Boa parte dos colunistas da nossa revista começou a acompanhar hóquei no gelo na época que se convencionou a chamar (por mim mesmo, e talvez tão somente) de "vanguarda" do hóquei sobre o gelo no Brasil. Nos anos 1990, as transmissões dos VT's das partidas eram passados em horários bastante complicados e a internet que tínhamos era a mesma que as de telefones celulares de uns cinco anos atrás. Talvez isso explique que acompanhar hóquei — NHL, especificamente — naquela época era uma coisa bem romântica mesmo. Ou explique que éramos um bando de malucos mesmo.
Conheci o esporte há uns 12 anos. Tarde, se comparado com outros por aqui. Em 1998, comprei um playstation que vinha com um cd de jogos demos. Lá tinha um joguinho chamado NHL Breakaway 98. A única coisa que me recordo desse jogo é que não consegui vencer uma partida sequer. O desafio era tão grande que fui à feira comprar o jogo na versão completa, já que falhei miseravelmente nas partidas de cinco minutos. Voltei para casa com o NHL 98 da EA Sports. Muito mais fácil de jogar, tinha um tal Detroit Red Wings logo de cara para escolher. Paixão instantânea.

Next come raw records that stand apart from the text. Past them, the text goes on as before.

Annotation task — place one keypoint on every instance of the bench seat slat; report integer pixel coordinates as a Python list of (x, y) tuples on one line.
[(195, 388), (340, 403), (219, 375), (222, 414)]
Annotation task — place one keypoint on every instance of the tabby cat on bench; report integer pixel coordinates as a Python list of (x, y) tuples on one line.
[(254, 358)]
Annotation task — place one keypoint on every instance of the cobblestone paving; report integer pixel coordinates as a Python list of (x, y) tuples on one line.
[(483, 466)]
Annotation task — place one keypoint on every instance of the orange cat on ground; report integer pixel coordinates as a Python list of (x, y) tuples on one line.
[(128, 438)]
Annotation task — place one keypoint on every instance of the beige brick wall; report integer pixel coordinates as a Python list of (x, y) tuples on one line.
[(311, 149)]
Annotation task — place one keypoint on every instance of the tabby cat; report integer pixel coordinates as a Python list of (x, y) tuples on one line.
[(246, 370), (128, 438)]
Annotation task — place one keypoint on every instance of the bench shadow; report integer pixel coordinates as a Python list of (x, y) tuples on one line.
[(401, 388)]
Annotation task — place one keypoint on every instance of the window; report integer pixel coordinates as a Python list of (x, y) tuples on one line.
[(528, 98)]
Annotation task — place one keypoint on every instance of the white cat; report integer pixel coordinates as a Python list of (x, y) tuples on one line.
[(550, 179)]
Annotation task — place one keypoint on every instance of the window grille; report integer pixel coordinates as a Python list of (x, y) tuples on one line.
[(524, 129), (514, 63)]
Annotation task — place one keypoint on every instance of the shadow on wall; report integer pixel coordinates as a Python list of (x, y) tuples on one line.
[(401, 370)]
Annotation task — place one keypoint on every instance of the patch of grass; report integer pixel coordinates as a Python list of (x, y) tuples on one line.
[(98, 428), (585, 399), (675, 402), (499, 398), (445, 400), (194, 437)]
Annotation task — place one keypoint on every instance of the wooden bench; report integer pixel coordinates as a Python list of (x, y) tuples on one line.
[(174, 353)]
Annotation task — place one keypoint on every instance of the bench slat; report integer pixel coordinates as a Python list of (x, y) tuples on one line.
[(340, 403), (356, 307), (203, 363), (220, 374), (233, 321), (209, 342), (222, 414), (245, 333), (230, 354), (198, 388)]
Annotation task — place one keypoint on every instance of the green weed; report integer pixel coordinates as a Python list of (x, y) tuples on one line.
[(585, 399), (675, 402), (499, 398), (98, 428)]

Aqueles tempos não eram de vacas magras. Ao contrário: frangos gordos eram vendidos a R$ 1,00. Mas avaliar a economia por frango é um erro fatal e causa lapsos nas contas públicas. Alguns hereges criaram o tal Índice Big Mac para saber como anda o poder monetário de cada moeda. Tolos. O correto, como todos os economistas sérios e entendidos sabem, é avaliar o poderio econômico de uma nação pelo preço do Kinder Ovo. E pasmém, também custava apenas R$ 1,00!
Com tanta fartura, meu progenitor resolveu bancar uma assinatura da TVA. Os 20 e poucos canais quebravam um belo galho à epoca. Lá tive o primeiro contato com a ESPN. Enquanto assistia às entediantes chamadas para o campeonato de homem mais forte do mundo (com uns malucos carregando umas bolas de pedra), apareceu uma chamada para uma partida do Detroit Red Wings. Sim, aquele time que me fazia perder horas e horas, com os gols de Yzerman, Shanahan, Fedorov e companhia. Eu finalmente iria assistir àqueles caras.
Nem lembro o adversário. Era um timeco qualquer. Não me importava, eu estava feliz. Só me lembro de ser um jogo de temporada regular. Mas o ano ainda era 1998.
Em 1999, vi alguns jogos daquela série entre Red Wings x Avalanche. Via com muita atenção, já que fiquei sabendo do tal Bloodybath uns dois anos antes. Nunca fui um entusiasta das brigas no esporte, mas aquele time do Avalanche era, na cabeça do pequeno Fábio, o inimigo a ser batido. Se Kris Draper precisasse pegar uma metralhadora e sair atirando em cada um dos maus elementos, que assim o fizesse. A vingança seria feita.
Não lembro quais jogos daquela semifinal de conferência a ESPN transmitiu. Mas lembro-me de ter visto todos. E o mais amargo dessa série foi aquele fatídico jogo seis. A ESPN iria passar um VT da partida na quarta-feira à tarde. Pedi para meu irmão gravar a partida, já que estudava à tarde. Minha ansiedade era tanta que liguei no intervalo para saber quanto estava a partida. Como se recebesse a notícia de um falecimento ou de um término de namoro, meu pequeno mundo caiu ali. Nunca tive coragem de ver a íntegra daquela partida. Os Red Wings não poderiam falhar, não na minha memória, não na voz de André José Adler, não com aqueles golaços que eu via no NHL Power Week.
Assisti a diversos jogos e aprendi bastante naquela época. Vi grandes trancos de Darius Kasparaitis, grandes jogadas de Steve Yzerman, grandes defesas de Patrick Roy. Após o locaute da liga, todos nós ficamos órfãos e aprendemos a nos virar sem NHL na ESPN.
Os novos espectadores, que começarão a acompanhar a NHL nesta nova fase da ESPN, terão um contexto completamente daquele vivido por mim e por vários dos colunistas da TheSlot.com.br. Eles não dependerão de VT's e nem do NHL Power Week. Não conhecerão hóquei jogando Playstation I, nem ouvirão a narração de André José Adler e os comentários de Marco Alfaro. Hoje, temos um universo de informação acessível. Temos Playstation 3. Temos Everaldo Marques e Paulo Antunes.
Mas nenhuma das épocas é melhor do que a outra. São tempos totalmente diferentes e incomparáveis. Mas nessa reestreia da NHL na ESPN, um sentimento teremos em comum, velhos e novos espectadores: a paixão pelo hóquei.
Fabio Ivo Monteiro se tornou bacharel em Comunicação Social na semana passada.